NEW DELHI: A sensational report has emerged that alleged Chinese hackers had been obtaining security camera footage from inside the African Union (AU) headquarters building in Ethiopia which is an indication of Beijing’s objectives in the resource rich continent.
“Beijing’s opportunities for eavesdropping in Africa are vast. Chinese companies—many of which are state-owned, all of which are legally obliged to cooperate with the Chinese Communist Party on intelligence matters—have built at least 186 government buildings in Africa, including presidential residences, ministries of foreign affairs, and parliament buildings. Huawei has built more than 70 percent of the continent’s 4G networks and at least fourteen intra-governmental ICT networks, including a data center in Zambia that houses the entirety of the government’s records,” according to a report titled ‘How China Has Been Using Huawei-Made Cameras to Spy on the African Union Headquarters’ published in the leading US magazine The National Interest.
“The report—now confirmed by two other media outlets—that broke the original story of the Chinese government’s AU spying demonstrates what Beijing can do with a structure one of its company builds. The AU’s compromised ICT system was also provided by Huawei, whose equipment is often swiss cheesed with security vulnerabilities that make them easily exploitable. Given Huawei’s links to China’s Ministry of State Security, it beggars belief that Beijing lacks anything less than an excellent idea of how to access those backdoors,” according to The National Interest.
Beijing has many reasons to take advantage of the spying opportunities its companies’ activities in Africa provides. It can eavesdrop on the sensitive conversations they have with their non-African counterparts, and the Chinese government might be able to gather useful economic information it can pass to its many companies operating on the continent, the report alleged.
Many of their countries face a massive infrastructure gap, and Beijing is often happy to open its wallet for infrastructure projects. Affordable Chinese products, especially tech such as smartphones, are popular on the continent as well, according to The National Interest report.

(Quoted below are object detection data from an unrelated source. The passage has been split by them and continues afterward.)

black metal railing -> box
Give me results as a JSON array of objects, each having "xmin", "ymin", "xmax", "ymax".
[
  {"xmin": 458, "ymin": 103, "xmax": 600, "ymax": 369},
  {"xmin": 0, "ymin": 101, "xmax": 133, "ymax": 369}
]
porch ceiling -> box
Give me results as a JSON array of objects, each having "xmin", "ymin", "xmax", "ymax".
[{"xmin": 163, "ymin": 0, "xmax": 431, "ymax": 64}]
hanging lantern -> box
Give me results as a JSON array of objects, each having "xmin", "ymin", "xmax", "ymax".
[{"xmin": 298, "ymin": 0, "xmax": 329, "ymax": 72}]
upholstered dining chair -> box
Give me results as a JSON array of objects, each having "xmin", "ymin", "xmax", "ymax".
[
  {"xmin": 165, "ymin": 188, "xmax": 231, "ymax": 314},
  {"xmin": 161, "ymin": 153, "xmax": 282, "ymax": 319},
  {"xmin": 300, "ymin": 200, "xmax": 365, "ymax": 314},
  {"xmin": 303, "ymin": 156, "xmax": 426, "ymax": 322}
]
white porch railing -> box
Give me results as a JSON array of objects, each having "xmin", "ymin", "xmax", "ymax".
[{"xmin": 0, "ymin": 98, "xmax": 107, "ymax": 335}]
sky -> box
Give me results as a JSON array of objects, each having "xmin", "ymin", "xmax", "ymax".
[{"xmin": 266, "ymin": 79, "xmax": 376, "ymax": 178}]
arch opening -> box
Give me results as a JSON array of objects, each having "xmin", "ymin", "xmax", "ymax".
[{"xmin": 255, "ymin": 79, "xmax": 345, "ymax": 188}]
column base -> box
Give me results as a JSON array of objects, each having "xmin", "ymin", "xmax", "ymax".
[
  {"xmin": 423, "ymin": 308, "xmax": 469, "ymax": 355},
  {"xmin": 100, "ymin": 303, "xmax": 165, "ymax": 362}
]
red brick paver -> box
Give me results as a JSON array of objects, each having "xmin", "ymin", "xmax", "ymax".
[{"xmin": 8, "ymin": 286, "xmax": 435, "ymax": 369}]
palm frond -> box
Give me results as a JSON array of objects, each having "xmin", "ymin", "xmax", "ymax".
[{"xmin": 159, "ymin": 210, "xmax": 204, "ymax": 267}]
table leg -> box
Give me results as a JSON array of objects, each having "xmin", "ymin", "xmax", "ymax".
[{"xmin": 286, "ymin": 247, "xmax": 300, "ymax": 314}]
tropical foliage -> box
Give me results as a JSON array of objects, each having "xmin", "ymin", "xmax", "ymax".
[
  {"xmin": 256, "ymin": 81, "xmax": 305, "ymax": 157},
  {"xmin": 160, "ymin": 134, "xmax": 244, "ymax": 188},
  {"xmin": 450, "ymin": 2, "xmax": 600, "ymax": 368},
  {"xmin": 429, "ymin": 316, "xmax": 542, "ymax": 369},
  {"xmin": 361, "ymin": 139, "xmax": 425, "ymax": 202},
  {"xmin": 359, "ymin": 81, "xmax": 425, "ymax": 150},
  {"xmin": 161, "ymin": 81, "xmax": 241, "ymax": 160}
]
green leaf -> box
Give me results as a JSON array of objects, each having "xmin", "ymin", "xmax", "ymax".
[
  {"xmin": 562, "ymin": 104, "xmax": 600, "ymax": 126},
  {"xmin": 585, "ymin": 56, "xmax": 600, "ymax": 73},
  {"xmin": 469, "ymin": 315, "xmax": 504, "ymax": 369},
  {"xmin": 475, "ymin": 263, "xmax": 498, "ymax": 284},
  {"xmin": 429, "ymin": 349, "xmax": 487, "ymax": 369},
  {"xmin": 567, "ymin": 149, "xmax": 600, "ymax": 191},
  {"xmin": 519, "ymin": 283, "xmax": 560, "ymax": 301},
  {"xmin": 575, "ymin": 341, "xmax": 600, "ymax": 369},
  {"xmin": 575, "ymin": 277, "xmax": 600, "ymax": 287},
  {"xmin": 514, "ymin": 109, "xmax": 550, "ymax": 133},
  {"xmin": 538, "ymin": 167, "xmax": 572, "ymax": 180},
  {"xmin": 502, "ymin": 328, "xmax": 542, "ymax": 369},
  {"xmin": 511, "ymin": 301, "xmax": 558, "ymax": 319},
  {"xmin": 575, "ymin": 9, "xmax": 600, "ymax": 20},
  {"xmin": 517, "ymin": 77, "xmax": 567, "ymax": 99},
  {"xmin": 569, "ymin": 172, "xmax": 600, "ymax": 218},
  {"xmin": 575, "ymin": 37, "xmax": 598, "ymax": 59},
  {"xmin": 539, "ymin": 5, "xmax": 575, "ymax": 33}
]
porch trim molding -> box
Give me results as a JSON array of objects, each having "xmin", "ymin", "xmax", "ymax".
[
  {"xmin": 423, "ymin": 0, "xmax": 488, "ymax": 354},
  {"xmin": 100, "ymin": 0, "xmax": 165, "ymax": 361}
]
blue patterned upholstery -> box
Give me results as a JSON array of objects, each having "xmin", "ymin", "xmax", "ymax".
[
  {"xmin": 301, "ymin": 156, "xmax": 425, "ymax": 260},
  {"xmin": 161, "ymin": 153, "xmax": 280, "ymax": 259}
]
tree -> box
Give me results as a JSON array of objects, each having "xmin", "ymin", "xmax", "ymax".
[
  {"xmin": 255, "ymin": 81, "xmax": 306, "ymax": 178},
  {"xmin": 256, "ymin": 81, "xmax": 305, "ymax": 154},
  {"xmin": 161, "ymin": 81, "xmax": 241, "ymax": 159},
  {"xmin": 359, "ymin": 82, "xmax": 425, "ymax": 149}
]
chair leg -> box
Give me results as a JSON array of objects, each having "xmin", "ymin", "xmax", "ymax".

“Yet the Chinese government spends a lot of time and energy trying to influence African leaders to support Beijing’s agenda at a level beyond what simple concern for their countries’ national interests would prompt. These charm campaigns include everything from bribery to throwing up flashy infrastructure projects during election times to lavishing “no-strings-attached” aid on rulers to feed their patronage networks.”
The information that Beijing appears to be hoovering up daily is of obvious use for those kinds of influence operations. It could offer insights into an official’s habits, personality, and proclivities that would help Beijing effectively cajole or coerce him or her, the report noted.